Quem vê a figura da Guerda Tiziane Adão, 40 anos, não imagina o quanto de histórias ela tem para contar. Desde 2022, a empresária é responsável por uma iniciativa para lá de inclusiva que prova que mulher pode estar onde ela quiser. Um dia decidiu montar uma oficina que culminou no Projeto Cores que tem sido sua “menina dos olhos”. Além de ajudar mulheres em situação de vulnerabilidade social a desenvolver uma profissão no setor automotivo, que empodera e possibilita a independência financeira. Para sair do papel, bastou a oportunidade, o desejo de ir além e a capacitação. E Guerda tem de sobra a vontade de dar certo em um mundo notadamente masculino. Atualmente, é uma das únicas mulheres que administram uma funilaria expressa e espaço de pintura automotiva, a Lion Queen Garage, no Paraná. Com persistência e muito trabalho, ela provou que sonho é coletivo. 2024 promete!
Guerda tem orgulho de ser negra, com uma trajetória nem um pouco fácil mas que a motivou a entender pessoas e gerar para muitas mulheres mais do que um emprego, mas um espaço de reconhecimento e dignidade. Em 2023, quatro mulheres passaram pelo curso e saíram para o mercado de trabalho. Neste ano, será mais uma turma com quatro mulheres vindas de uma clínica de recuperação.
Sensibilidade
Atrás da postura de uma líder de um setor que pouco se vê salto alto, Guerda faz questão de manter o feminino e sensível de quem dorme de touca de cetim; mantém as unhas esmaltadas e o cabelo afro arrumadíssimo. Os colaboradores também lembram do lado ativo e “elétrico” de quando, em alguns dias, ela chega na oficina jogando água por todo lado com a lavadora de pressão (e haja cuidado com as ferramentas!) com um saco de pão com mortadela para aquela reunião demorada e pontual ou pronta para uma corrida de paletes. Tudo com bom humor.
Ela nasceu na Cidade Industrial. E os percalços familiares e pessoais, ajudaram,a então consultora automotiva, a criar possibilidades. Sempre gostou de carros; e de transparência. Teve uma vez que levou o seu carro em diversas mecânicas e muitos diagnósticos com preços variados, prova de que alguns não respeitam mulheres. Deu um basta e iniciou o processo da empresa. “Nunca mais quero ser passada para trás. Se antes tinha que ficar implorando, justificando, porque ninguém atende do jeito que a gente espera, hoje eu ensino o atendimento humanizado e com respeito”, justifica.

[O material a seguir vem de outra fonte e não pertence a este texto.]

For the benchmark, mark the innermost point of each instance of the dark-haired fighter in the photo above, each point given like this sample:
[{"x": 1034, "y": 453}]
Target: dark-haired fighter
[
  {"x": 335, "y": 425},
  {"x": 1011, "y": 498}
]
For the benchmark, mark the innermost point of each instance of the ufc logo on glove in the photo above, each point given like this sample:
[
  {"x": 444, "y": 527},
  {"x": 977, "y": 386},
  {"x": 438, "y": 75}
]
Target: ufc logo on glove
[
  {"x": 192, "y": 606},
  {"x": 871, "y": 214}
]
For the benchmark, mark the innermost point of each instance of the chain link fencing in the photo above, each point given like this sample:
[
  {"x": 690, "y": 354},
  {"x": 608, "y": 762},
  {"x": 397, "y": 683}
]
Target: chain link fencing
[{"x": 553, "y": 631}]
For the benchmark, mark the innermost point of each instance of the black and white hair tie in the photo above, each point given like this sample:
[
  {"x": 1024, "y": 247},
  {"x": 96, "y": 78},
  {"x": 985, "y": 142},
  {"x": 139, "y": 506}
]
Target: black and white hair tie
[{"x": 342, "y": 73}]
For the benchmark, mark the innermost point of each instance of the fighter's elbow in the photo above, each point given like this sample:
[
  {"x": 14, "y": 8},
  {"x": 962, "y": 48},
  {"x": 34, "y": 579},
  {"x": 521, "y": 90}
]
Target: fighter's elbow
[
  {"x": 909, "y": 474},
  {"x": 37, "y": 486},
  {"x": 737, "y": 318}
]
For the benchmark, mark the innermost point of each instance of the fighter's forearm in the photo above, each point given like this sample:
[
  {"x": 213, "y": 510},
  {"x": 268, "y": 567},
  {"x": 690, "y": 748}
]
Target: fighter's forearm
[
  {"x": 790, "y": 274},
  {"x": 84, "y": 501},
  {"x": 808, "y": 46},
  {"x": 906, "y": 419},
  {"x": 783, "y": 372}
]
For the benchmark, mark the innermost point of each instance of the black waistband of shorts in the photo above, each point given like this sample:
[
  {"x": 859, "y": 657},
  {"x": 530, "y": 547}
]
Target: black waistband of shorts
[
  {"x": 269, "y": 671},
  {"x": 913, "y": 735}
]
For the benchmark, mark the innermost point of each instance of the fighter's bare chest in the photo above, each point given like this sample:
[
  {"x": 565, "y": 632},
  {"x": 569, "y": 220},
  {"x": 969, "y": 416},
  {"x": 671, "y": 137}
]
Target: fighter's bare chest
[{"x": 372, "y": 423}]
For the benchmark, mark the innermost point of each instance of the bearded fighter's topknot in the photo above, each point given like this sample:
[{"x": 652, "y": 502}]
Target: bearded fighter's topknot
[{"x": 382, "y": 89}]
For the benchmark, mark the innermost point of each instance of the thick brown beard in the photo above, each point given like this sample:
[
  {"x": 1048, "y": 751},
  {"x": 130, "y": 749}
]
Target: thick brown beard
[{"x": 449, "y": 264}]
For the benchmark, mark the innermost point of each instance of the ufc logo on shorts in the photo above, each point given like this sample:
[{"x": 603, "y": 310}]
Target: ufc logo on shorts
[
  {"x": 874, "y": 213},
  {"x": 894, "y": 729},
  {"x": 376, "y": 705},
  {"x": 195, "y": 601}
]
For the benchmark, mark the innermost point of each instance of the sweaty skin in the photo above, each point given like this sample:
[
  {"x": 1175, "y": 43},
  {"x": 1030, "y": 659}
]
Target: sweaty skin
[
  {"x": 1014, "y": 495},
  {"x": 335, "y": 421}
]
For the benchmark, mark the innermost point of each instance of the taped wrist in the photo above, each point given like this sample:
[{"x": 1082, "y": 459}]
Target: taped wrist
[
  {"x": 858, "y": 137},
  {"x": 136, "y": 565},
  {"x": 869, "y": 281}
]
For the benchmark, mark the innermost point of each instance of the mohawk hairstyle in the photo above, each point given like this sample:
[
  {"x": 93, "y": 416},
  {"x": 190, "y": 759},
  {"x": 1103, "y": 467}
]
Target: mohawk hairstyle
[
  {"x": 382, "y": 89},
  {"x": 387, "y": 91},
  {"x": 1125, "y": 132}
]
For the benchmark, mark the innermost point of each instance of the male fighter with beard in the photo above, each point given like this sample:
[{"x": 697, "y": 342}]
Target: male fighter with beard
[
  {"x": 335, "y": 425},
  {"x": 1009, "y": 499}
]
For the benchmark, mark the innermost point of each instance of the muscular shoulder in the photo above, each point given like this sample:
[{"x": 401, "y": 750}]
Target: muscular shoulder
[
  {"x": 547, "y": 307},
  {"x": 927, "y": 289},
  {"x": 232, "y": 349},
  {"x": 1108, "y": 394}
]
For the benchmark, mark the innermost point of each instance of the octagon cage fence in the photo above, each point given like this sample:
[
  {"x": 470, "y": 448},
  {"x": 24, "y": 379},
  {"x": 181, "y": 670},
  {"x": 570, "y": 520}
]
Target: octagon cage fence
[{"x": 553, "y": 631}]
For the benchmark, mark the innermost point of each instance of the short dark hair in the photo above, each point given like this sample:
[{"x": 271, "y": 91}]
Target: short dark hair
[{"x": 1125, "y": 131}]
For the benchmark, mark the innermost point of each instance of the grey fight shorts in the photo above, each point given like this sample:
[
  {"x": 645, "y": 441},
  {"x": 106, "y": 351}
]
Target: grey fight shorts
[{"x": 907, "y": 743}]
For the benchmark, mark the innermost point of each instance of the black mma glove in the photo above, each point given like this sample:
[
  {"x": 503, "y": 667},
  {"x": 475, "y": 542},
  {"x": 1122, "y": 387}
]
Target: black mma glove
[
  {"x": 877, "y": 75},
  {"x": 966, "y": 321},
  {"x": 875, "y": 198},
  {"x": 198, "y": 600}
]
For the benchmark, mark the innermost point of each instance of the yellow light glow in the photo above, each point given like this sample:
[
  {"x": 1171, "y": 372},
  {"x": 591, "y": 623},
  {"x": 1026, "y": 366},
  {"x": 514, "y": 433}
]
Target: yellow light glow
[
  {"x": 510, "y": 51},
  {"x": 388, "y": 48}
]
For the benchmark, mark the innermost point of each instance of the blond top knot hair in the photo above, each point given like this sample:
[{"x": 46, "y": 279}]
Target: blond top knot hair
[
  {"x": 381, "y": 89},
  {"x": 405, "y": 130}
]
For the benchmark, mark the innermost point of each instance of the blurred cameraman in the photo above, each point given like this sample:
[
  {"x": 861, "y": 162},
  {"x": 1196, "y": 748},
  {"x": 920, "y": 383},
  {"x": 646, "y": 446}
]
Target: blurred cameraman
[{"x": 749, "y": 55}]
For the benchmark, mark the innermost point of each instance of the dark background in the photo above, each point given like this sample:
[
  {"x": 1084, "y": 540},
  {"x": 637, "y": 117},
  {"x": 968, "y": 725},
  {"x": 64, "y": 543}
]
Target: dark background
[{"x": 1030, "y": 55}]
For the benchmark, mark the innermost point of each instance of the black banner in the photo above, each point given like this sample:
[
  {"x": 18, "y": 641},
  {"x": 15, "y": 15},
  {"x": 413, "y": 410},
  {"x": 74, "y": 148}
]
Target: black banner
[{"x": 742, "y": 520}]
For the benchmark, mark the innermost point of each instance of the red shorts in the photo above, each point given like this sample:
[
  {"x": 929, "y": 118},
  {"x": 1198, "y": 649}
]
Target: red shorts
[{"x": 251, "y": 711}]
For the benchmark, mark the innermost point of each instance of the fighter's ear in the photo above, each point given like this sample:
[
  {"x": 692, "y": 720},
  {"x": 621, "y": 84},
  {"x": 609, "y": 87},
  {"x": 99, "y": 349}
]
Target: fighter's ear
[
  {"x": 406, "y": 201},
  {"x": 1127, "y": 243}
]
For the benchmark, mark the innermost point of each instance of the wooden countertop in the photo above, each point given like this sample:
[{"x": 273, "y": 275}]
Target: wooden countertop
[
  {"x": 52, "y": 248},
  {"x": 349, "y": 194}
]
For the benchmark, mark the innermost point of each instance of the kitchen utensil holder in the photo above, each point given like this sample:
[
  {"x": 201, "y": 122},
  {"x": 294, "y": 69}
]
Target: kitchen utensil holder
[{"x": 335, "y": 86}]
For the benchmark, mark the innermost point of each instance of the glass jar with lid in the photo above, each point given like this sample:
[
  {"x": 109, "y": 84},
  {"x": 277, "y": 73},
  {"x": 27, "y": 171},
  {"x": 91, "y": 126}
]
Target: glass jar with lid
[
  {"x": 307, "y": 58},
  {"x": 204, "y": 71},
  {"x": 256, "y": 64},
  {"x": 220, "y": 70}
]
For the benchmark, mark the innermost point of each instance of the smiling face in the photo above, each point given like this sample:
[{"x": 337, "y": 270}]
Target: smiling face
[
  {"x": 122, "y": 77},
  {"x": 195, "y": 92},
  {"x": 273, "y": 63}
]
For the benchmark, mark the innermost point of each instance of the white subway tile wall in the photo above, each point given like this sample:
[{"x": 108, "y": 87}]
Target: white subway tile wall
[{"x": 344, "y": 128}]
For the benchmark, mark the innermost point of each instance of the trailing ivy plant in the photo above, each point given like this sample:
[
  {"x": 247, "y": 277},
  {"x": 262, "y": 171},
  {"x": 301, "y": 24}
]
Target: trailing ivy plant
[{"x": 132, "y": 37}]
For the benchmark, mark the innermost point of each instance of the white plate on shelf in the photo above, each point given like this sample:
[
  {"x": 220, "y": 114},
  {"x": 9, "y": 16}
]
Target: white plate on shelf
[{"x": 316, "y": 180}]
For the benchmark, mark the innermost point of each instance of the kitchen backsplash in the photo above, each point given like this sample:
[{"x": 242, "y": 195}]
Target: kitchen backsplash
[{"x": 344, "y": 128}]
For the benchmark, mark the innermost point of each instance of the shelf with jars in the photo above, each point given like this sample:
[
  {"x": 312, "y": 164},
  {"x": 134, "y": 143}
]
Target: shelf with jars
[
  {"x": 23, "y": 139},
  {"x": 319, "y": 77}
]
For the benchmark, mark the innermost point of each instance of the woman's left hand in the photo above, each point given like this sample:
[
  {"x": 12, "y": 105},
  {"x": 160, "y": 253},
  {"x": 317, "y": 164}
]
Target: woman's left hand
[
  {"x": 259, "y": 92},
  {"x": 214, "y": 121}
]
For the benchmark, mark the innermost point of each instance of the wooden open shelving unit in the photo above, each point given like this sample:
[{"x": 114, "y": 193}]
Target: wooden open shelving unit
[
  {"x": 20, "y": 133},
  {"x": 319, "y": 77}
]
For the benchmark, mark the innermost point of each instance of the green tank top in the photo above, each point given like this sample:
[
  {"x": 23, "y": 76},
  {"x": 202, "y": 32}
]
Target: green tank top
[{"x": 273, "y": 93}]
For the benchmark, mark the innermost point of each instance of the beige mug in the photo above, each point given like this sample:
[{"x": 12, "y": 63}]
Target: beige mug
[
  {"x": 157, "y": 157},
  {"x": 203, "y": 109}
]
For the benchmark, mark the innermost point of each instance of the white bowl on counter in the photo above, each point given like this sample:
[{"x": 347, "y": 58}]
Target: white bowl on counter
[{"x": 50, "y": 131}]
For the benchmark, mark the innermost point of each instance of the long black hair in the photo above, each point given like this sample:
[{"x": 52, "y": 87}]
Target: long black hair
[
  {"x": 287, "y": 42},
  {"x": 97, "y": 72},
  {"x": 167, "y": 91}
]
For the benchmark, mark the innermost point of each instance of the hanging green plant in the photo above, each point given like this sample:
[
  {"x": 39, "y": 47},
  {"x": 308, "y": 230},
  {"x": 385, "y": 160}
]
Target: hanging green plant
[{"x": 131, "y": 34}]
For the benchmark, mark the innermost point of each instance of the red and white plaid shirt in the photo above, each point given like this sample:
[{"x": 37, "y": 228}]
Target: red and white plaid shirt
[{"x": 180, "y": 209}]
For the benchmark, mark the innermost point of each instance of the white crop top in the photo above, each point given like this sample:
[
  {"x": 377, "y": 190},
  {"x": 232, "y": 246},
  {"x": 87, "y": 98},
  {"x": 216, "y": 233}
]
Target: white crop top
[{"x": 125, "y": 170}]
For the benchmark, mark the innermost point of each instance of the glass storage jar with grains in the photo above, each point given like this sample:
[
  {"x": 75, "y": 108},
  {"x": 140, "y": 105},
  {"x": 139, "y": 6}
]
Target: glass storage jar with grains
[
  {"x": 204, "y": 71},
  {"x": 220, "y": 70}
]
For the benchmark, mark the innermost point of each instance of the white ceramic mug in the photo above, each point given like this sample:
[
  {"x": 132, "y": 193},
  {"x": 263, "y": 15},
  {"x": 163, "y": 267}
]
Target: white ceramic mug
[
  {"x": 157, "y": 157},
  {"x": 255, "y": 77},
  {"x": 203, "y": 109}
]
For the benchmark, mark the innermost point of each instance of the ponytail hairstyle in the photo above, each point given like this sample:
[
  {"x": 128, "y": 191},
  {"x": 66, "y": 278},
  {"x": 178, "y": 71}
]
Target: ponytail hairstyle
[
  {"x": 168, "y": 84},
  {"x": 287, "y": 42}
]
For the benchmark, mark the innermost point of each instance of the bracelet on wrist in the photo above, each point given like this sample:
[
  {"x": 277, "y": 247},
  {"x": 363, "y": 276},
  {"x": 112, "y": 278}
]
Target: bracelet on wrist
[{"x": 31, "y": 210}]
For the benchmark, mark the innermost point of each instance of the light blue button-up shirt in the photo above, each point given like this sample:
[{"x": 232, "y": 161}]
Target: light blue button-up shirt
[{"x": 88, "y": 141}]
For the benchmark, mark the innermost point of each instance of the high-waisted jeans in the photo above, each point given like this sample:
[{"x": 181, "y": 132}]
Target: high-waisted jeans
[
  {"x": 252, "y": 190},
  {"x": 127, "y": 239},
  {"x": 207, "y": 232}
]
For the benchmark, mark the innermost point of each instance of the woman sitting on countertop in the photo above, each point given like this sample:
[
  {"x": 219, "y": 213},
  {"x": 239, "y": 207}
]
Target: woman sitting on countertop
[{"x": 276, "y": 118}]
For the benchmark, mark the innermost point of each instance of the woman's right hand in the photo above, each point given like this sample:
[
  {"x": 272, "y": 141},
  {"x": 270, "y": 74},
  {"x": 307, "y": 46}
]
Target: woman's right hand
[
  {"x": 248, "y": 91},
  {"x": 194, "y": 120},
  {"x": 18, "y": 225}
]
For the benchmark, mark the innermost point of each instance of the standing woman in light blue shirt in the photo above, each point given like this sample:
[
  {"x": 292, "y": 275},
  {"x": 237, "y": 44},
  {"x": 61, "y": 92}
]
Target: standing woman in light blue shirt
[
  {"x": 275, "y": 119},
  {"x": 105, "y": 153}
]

Tudo foi uma questão pessoal. Os três irmãos, que tinham passado pelo sistema penal, precisam de trabalho e segurança. “Era preciso criar a oportunidade de seguir uma nova vida e não voltar para a antiga. E, para mim, ter uma profissão é um caminho. Quem tem, nunca fica desempregado.” Com a cara e a coragem, entrou em uma sociedade em 2016, em uma empresa que lidava com carros, na área de pintura automotiva, e chamou os irmãos. A fórmula que ajudou a si e a muitos outros.

Dar reconhecimento
De sócia da oficina, Guerda virou proprietária, em 2018, assumindo uma dívida e uma carteira de clientes. Em 2022, veio uma filial e a reflexão ainda fazia sentido. “Virei sócia para ajudar meus irmãos; também consegui ajudar muitas mulheres. Inclusive, montou um manual de carro para o público feminino. Então, os motivos iniciais tinham sido atingidos. Por que não ajudar outras pessoas da mesma forma como eu consegui com meus irmãos?” E daí surgiu o pontapé inicial para o curso de capacitação nas áreas de funilaria e pintura automotiva. “Ninguém fala do sujinho que fica lá atrás preparando o carro, não é?” A capacitação era uma forma de dar valor a algo tão pouco explorado, mas fundamental. “Vai vir todo o tipo de carro. Diesel, gasolina, elétrico. Mas, todos precisam ser pintados ou retocados, em algum momento.” Para ela, os esquecidos podiam se juntar e serem reconhecidos.
E as respostas têm vindo rápido. Entre as histórias impactantes, teve de uma aluna que virou inspiração para a Guerda. A senhora de mais de 59 anos é ex-usuária de drogas, passou por casa de recuperação. Nesse processo, a família a deixou de lado. “É muito desgastante esse vai e volta, sem perspectivas”. Guerda conta que a ex-aluna tem sido um exemplo. Está empregada, super feliz e de volta a família. E ela lembra que as mudanças nas mulheres que capacita, são reflexos do que vem buscando. “Quero mudar as pessoas que estão à minha volta. Quando eu mudo a vida de uma, eu impacto a vida de outros. Do pai, da mãe, dos filhos, dos amigos. Isso que importa”. E isso é só o início.